Configuration

The QA would run basically on the command-line only with the specification of the target(s) to be checked. However, using options and gathering these in configure files facilitates checks.

Configuration options follow a specific syntax with option names.

KEY-WORD                             enable key-word; equivalent to key-word=t
KEY-WORD   =     value[,value ...]   assign key-word a [comma-separated] value; overwrite
KEY-WORD   +=    value[,value ...]   same, but appended

Partitioning of Data Sets

The specification of a path to a data directory tree by option PROJECT_DATA results in a check of every NetCDF files found within the directory-tree. This can be further customised by key-words SELECT and LOCK, which follow special rules.

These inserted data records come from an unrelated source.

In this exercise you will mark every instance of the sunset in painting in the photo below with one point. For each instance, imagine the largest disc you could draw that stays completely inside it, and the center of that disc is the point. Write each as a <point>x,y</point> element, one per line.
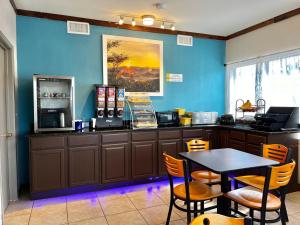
<point>134,65</point>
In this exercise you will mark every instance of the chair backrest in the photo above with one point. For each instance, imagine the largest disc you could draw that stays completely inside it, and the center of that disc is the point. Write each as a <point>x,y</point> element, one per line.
<point>281,175</point>
<point>217,219</point>
<point>197,145</point>
<point>275,152</point>
<point>174,166</point>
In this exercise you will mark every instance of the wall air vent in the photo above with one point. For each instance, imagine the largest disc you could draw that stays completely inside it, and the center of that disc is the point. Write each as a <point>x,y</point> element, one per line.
<point>184,40</point>
<point>78,28</point>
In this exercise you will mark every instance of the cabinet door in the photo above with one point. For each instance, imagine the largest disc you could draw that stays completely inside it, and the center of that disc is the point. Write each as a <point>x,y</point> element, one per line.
<point>223,138</point>
<point>236,144</point>
<point>171,147</point>
<point>47,170</point>
<point>213,137</point>
<point>144,159</point>
<point>83,165</point>
<point>115,166</point>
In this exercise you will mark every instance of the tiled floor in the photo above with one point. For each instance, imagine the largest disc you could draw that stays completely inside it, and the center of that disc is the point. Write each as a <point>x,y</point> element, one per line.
<point>133,205</point>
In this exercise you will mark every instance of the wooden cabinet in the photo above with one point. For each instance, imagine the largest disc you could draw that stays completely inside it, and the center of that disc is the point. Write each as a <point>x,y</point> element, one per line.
<point>83,159</point>
<point>254,142</point>
<point>47,170</point>
<point>60,161</point>
<point>47,164</point>
<point>83,165</point>
<point>115,163</point>
<point>223,138</point>
<point>171,147</point>
<point>188,134</point>
<point>213,137</point>
<point>144,159</point>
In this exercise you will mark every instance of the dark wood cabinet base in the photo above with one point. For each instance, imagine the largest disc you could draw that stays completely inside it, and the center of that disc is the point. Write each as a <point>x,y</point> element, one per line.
<point>66,163</point>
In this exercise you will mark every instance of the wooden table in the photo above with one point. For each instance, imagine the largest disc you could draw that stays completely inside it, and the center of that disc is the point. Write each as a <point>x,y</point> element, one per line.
<point>224,161</point>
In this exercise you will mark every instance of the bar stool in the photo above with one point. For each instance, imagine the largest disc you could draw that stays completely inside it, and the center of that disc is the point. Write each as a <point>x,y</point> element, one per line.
<point>189,191</point>
<point>204,176</point>
<point>277,152</point>
<point>217,219</point>
<point>258,197</point>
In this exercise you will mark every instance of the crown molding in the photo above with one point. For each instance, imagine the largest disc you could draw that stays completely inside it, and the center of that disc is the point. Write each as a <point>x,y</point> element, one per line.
<point>115,25</point>
<point>265,23</point>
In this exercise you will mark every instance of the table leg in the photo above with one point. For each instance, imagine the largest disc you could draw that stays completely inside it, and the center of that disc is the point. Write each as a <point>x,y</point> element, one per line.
<point>224,203</point>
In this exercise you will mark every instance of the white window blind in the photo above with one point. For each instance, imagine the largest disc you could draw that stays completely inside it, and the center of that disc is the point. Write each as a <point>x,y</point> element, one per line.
<point>275,78</point>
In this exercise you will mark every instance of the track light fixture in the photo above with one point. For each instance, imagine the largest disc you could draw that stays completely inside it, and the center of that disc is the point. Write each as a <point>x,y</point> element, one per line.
<point>133,23</point>
<point>147,20</point>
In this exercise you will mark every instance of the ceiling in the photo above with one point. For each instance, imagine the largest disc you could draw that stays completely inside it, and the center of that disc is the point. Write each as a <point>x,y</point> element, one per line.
<point>217,17</point>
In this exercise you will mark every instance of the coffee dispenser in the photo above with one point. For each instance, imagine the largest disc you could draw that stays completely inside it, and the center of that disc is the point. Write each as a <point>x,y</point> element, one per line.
<point>110,103</point>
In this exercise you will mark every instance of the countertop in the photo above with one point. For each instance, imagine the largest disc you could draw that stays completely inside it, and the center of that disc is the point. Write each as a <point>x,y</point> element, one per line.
<point>212,126</point>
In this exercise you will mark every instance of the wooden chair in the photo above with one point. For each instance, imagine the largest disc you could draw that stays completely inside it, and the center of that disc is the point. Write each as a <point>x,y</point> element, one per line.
<point>276,152</point>
<point>189,191</point>
<point>217,219</point>
<point>258,198</point>
<point>205,176</point>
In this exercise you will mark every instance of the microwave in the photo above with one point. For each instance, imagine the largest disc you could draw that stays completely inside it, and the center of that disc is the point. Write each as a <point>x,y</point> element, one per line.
<point>167,119</point>
<point>204,117</point>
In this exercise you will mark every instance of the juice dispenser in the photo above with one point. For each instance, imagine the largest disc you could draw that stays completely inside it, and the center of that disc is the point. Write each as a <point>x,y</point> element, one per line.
<point>110,103</point>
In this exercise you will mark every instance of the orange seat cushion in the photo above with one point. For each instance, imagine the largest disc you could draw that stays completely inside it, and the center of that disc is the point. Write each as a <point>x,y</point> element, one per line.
<point>198,191</point>
<point>254,181</point>
<point>251,197</point>
<point>206,176</point>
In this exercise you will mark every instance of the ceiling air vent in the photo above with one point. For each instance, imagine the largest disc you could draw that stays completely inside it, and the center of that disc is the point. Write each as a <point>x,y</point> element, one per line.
<point>78,28</point>
<point>184,40</point>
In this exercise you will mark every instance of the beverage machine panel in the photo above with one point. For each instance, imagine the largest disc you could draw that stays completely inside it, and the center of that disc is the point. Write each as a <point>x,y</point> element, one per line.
<point>110,103</point>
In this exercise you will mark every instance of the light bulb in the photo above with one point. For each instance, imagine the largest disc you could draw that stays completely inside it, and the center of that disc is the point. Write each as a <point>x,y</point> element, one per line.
<point>133,23</point>
<point>148,20</point>
<point>121,20</point>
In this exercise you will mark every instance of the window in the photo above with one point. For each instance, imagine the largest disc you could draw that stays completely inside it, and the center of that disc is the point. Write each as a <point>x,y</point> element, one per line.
<point>274,78</point>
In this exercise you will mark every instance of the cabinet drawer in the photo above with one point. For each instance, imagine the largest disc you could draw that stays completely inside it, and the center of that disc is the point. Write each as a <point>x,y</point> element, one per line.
<point>192,133</point>
<point>169,134</point>
<point>256,139</point>
<point>238,135</point>
<point>83,140</point>
<point>144,136</point>
<point>115,138</point>
<point>40,143</point>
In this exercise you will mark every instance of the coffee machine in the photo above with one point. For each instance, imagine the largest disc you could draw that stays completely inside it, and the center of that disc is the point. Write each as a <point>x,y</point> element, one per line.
<point>110,104</point>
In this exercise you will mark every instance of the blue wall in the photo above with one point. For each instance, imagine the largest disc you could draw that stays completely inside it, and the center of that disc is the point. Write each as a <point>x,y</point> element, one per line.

KEY-WORD                            var1[,var2,...]   specified variables for every path; += mode
KEY-WORD      path1[,path2,...] [=]                   all variables within the specified path; +=mode
KEY-WORD      path1[,path2,...]  =  [var1[,var2,...]  specified variables within the given paths; += mode
KEY-WORD  =   path1[,path2,...]  =  [var1[,var2,...]  same, but overwrite mode
KEY-WORD  +=  path1[,path2,...]  =  [var1[,var2,...]  append to a previous assignment

Some options act on other options:

  • Option names on the command-line are case-insensitive, they have to be prefixed by ‘-e’ or ‘-E’ (a blank or _ may follow).
  • Highest precedence is for options on the command-line.
  • If path has no leading ‘/’, then the search is relative to the path specified by option PROJECT_DATA.
  • Special for options -S arg or an appended path/filename on the command-line: cancellation of previous SELECTions.
  • If SELECTions are specified on the command-line (options -S) with an absolute path, i.e. beginning with ‘/’, then PROJECT_DATA specified in any config-file is cancelled.
  • All SELECTions refer to atomic variables, i.e. all sub-temporal files.
  • LOCKing gets the higher precedence over SELECTion.
  • SELECT: Path and variable items are separated by the ‘=’ character, which may be omitted when there is no variable (except the case that the path item contains no ‘/’ character).
  • Regular expressions may be applied to both path(s) and variable(s).
  • A particular variable is selected if the beginning of the name is unambiguous, e.g. specifying ‘tas’ would select all tas, tasmax, and tasmin files. Note that every file name begins with variable_... for CMIP5/CORDEX, thus, use tas_ for this alone.
  • Former option names are valid, if they have changed in the meantime.

Configuration Files

A description of the configuration options is given in the QA_DKRZ root path.

package-path/tables/projects/"project-name"/"project-name"_qa.conf

Multiple configuration files and options may be specified following a given precedence. This facilitates having a file with short-term options (in a file provided by the -f option on the command-line), another one with settings to site-specific demands, which are robust against changes in the repository, and long-term default settings from the repository. A sequence of configuration files is defined by QA_CONF=conf-file assignments embedded in the configuration files. The precedence of configuration files/options is given below from highest to lowest:

  • directly on the command-line
  • in the task-file (-f file) specified on the command-line.
  • QA_CONF assignments embedded (descending starts from the -f file).
  • site-specific files provided by files located straight in /package-path/tables.
  • defaults for the entire project:

All options may also be provided on the command-line plus some more for testing, see /package-path/QA-DKRZ/scripts/qa_DKRZ --help.

Experiment Names

QA-DKRZ checks files individually. The results are contained in files unique for a specific scope. Albeit most projects have defined a term ‘experiment’, this is not suitable to provide a realm common to a sub-set of data files.

For CMIP5/6 and CORDEX, an unambiguous scope is defined by the properties of the so-called Data Reference System (DRS), i.e. the components of the path to the variables. The options LOG_PATH_INDEX and DRS_PATH_BASE define a unique experiment-name, where the former contains a comma-separated list of indices of the path components and the latter the starting point with index=0, e.g. DRS_PATH_BASE=output and LOG_PATH_INDEX=1,2,3,4,6. An example is given in Results.

Similar is for building the name of a consistency table, which is used to check consistency between a parent and its child experiment as well as between the temporal sequence within an atomic variable.

Note

If CT_PATH_INDEX is not set, then consistency checks are disabled.